Alliance Intenationale Terre Citoyenne | octobre 2010

Editorial

par René M. Segbenou

Sociologue, membre de l'ong Jinukun (Bénin), point focal de la Coalition pour le patrimoine génétique africain (COPAGEN)

Attendu depuis des mois, le rapport de la Banque Mondiale est sorti sous le titre de : "Accroissement de l’intérêt mondial pour les terres agricoles : cela peut-il rapporter des bénéfices durables et équitables ?". Le titre traduit, à lui tout seul, l’embarras de la Banque. Quand on parcourt rapidement le rapport, on se rend compte que l’ampleur du phénomène de l’accaparement des terres est sans précédent et que les conséquences en sont beaucoup plus gaves qu’on ne pensait.

Il y a accaparement des terres quand un individu, une firme internationale ou nationale use des voies prétendues légales pour acquérir de très grandes surfaces de terres aux fins d’investissements agricoles ou de la spéculation. L’opinion mondiale a été alertée sur le phénomène, pour la première fois, par GRAIN (une petite ONG internationale dont le siège est à Barcelone en Espagne), qui en a fait une analyse critique en relation avec la souveraineté alimentaire dans les pays en développement.  En dehors de son site personnel www.grain.org, GRAIN gère un site à publication ouverte  www.farmlandgrab.org, qui, tous les deux regorgent d’informations très riches et d’analyses sur la question. Les auteurs du rapport de la Banque Mondiale n’ont pas manqué de les exploiter.

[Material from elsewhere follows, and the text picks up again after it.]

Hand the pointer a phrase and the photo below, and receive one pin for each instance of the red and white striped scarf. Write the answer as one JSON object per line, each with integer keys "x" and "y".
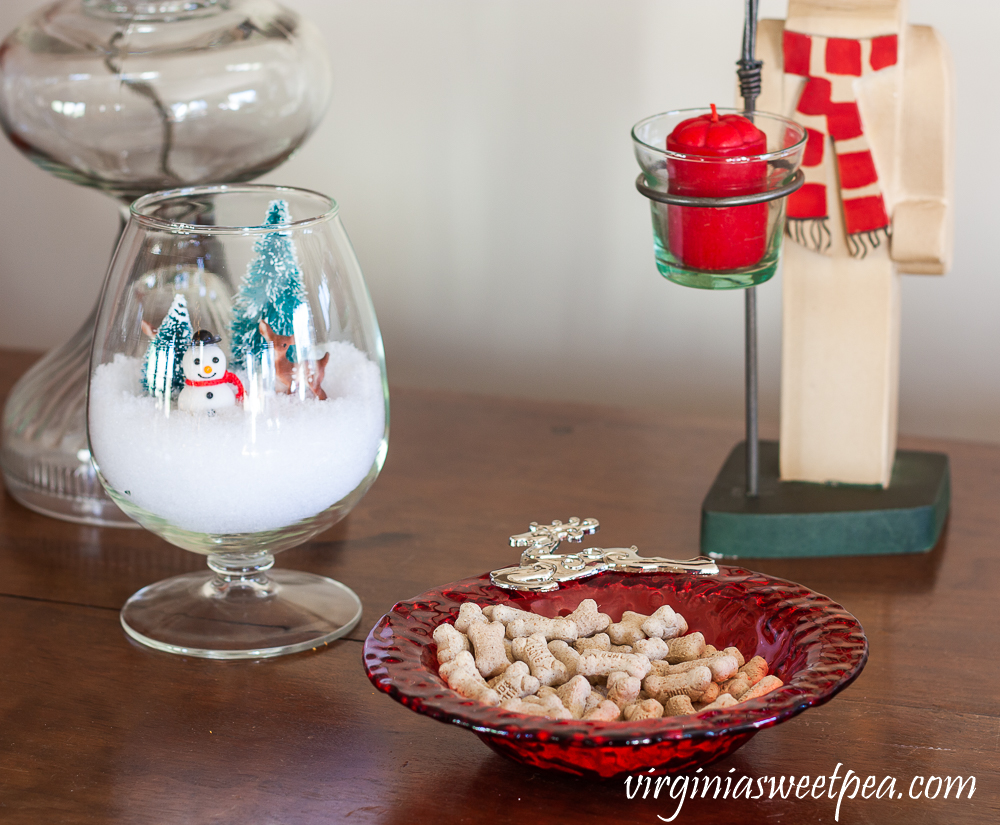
{"x": 828, "y": 106}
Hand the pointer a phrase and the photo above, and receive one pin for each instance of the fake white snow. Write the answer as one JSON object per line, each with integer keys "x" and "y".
{"x": 238, "y": 471}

Au début, on a parlé d’accaparement de terres pour des surfaces de 10 000 hectares et plus. Mais étant donné les réalités économiques et sociales de certains pays de taille relativement petite et vu les règles coutumières de gestion ou d’accès aux terres rurales dans ces pays, l’accaparement des terres pouvait s’observer pour des surfaces moindres, même seulement de plusieurs centaines d’hectares. C’est le cas par exemple au Bénin où seulement 60% des 11 millions d’hectares disponibles sont convenables à l’agriculture. Dans le même temps, la taille moyenne des exploitations agricoles familiales est de 1,7 ha pour 7 personnes, pendant que seulement 5% des exploitations familiales au Sud et  20% au Nord disposent de plus de 5 ha par exploitation. Le pays compte en tout 600 000 exploitations agricoles familiales (1). Dans ces conditions lorsqu’un individu, une firme internationale ou nationale achète ou loue sur plusieurs dizaines d’années plusieurs centaines d’hectares de terres rurales d’un seul tenant, souvent au moyen de contrat non transparent, il y a accaparement de terres.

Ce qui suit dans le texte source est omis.